Mais il a, par la suite, souffert de la concurrence dans un monde où la
rapidité et la rentabilité vont de pair. Des moyens de
transport nouveaux allaient le détrôner et il
était très certainement voué à l’abandon.
Toutefois, depuis une trentaine d’années, il a très heureusement connu
un regain d’activité grâce à une nouvelle forme de
tourisme : le tourisme fluvial qui accueille des centaines de milliers de visiteurs, chaque année.

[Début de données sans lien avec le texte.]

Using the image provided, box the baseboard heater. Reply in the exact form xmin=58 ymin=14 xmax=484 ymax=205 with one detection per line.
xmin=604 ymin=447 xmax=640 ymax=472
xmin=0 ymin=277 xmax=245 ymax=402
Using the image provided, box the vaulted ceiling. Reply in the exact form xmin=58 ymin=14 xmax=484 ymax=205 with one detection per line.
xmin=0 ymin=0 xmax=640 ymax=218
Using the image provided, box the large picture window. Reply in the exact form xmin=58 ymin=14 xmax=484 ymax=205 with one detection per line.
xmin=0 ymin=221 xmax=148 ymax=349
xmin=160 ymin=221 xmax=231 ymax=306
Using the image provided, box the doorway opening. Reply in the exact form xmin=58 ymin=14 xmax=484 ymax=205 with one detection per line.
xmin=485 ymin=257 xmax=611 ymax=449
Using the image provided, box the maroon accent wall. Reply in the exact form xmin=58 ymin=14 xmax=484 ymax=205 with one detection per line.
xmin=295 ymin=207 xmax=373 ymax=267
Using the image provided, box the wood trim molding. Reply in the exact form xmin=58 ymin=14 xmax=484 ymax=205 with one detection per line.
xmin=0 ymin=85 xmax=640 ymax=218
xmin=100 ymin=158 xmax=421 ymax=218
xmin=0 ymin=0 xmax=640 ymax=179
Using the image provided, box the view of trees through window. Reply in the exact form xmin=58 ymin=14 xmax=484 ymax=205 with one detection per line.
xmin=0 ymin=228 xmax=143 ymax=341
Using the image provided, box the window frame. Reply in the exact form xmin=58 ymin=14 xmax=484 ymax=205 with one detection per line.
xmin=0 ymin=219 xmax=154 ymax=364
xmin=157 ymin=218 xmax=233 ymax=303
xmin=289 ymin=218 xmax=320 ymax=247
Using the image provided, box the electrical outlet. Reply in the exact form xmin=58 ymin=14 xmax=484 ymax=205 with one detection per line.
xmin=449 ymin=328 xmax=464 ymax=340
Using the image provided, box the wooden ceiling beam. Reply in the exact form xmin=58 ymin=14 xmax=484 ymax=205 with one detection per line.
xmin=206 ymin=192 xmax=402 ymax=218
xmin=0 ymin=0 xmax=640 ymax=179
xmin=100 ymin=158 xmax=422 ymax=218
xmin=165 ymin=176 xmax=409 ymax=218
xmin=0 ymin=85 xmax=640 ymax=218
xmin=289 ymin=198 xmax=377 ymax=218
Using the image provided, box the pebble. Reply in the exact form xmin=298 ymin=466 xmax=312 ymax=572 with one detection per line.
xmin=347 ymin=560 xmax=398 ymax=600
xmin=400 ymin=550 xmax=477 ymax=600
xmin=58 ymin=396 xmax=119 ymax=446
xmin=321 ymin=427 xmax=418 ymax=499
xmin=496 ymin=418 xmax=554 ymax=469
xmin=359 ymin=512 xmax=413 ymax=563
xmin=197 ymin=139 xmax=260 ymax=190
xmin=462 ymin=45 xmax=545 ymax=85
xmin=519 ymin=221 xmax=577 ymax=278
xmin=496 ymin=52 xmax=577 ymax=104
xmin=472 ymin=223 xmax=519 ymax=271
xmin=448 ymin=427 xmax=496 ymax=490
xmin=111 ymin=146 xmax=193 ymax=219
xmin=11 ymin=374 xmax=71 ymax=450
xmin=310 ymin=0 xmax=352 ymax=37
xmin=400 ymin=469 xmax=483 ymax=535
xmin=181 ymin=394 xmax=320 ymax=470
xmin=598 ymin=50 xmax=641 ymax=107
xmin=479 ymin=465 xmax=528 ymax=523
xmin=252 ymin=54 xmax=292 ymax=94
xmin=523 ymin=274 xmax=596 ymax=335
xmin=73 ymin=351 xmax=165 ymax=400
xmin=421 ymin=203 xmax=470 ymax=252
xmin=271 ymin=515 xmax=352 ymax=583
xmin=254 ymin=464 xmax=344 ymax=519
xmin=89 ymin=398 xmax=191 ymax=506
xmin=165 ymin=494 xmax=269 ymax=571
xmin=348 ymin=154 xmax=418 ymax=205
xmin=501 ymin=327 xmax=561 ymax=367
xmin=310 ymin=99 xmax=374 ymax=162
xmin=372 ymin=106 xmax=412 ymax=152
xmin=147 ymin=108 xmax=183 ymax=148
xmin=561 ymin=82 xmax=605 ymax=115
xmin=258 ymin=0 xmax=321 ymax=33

Rien n'est plus agréable que d'explorer cette
région puis d'embarquer à bord d’une péniche pour naviguer sur le canal
à six kilomètres à l'heure et découvrir la diversité des
paysages, pour apprécier l’incroyable cuisine régionale ou visiter des villes à
l'histoire si riche : Toulouse, Castelnaudary, Carcassonne, Béziers,
Sète, pour ne citer que les plus grandes. Voir découvrir des lieux insolites comme le hameau
du Somail et Montolieu, surprenant village du Livre.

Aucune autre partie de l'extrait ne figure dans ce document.